Possible boost for business
Gina Schaefer prides herself in taking care of workers. The owner of 10 Ace Hardware stores in the Washington, D.C., area pays her 215 employees at least $10.50 an hour. That’s a buck more than the legal minimum in the capital and much more than suburbs in Maryland and Virginia.
Going to $15 an hour, she says, might actually help in significant ways. She’s learned from experience that paying more can boost the bottom line by leading to a happier, more productive workforce.
Before Schaefer voluntarily bumped up the starting wage by $2 an hour in 2011, she was replacing about 80% of her employees every year. That’s since dropped in half, sharply cutting her training costs and boosting productivity.

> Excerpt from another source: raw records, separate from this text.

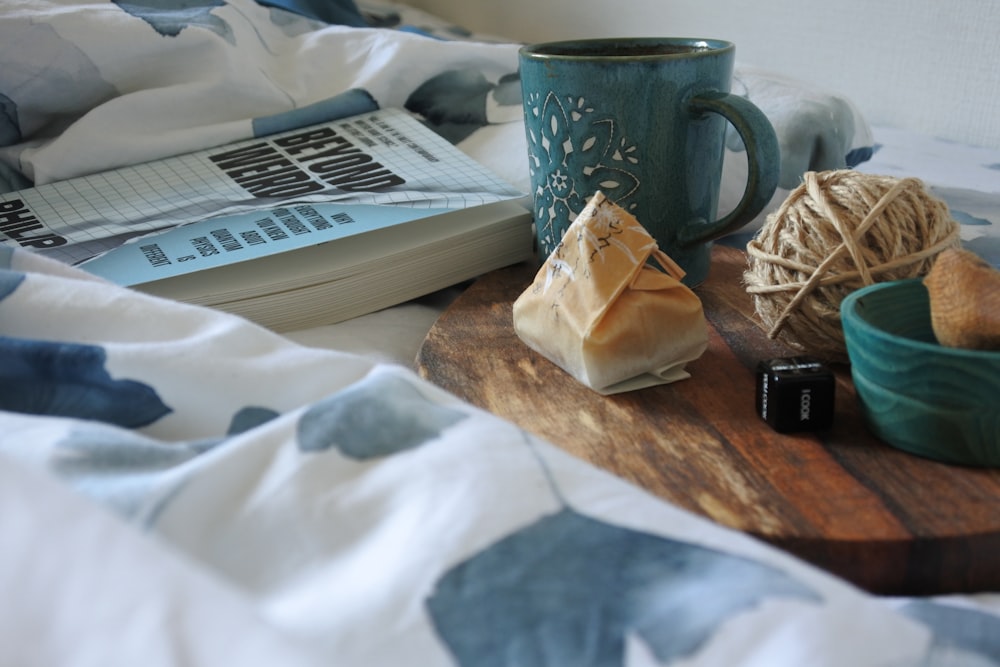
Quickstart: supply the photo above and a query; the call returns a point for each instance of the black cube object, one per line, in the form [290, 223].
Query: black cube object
[795, 394]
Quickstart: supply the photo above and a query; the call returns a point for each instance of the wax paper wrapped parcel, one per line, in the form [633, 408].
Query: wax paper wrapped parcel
[607, 315]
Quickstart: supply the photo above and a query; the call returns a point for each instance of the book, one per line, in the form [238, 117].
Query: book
[295, 229]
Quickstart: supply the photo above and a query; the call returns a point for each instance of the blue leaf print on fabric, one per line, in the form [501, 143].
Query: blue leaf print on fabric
[349, 103]
[10, 128]
[134, 475]
[249, 418]
[569, 590]
[961, 636]
[376, 417]
[336, 12]
[70, 380]
[170, 17]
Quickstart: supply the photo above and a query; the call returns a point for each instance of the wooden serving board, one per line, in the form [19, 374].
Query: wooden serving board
[888, 521]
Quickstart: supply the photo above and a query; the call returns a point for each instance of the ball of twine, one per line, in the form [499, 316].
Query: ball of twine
[836, 232]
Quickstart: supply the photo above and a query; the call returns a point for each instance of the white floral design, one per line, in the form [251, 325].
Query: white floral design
[573, 152]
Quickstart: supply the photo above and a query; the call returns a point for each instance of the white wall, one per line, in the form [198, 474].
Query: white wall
[931, 66]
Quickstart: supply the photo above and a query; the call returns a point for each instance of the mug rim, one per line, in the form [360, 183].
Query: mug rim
[564, 49]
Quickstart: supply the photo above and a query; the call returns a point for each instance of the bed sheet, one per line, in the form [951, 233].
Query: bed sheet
[181, 487]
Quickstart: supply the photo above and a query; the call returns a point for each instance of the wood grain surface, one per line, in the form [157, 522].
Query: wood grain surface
[888, 521]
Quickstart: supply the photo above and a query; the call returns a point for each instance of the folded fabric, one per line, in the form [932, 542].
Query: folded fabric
[93, 85]
[179, 486]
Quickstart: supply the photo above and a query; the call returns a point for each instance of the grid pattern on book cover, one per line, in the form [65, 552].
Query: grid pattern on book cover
[101, 211]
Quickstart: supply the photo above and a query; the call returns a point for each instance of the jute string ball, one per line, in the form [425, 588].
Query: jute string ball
[836, 232]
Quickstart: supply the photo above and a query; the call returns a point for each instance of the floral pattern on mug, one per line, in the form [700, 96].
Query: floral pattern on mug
[573, 153]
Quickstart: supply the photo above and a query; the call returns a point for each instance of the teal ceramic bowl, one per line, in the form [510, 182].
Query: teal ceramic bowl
[934, 401]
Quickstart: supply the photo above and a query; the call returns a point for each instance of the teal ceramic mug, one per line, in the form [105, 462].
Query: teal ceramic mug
[642, 120]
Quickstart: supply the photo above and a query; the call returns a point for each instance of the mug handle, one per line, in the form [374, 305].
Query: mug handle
[763, 162]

But a higher minimum wage would cost Schaefer in other ways. With less turnover, the average age of her workers would probably tick up a bit from the 19-to-27 range today. And older workers are a little more costly, even if they are more productive and dependable.

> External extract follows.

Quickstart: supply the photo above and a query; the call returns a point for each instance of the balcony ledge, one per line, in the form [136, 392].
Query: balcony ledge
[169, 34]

Labor accounts for a hefty 20% of Schaefer’s total expenses. If that rises and her sales don’t, she says she would look at ordering more higher-margin products, like cheaper-priced tools. She would also probably raise some prices.
Schaefer, 44, says she also may have to increase how much workers pay for their healthcare premiums, now 20%. And she and her husband, who manages the books, would probably take pay cuts. Nor does she rule out the possibility of cutting jobs.
Even so, she still thinks that going to $15 an hour makes good financial sense, as long as it’s not raised too quickly. “If people are making more money, maybe they won’t have to shop at Wal-Mart,” she says, “and they’ll shop at my store.”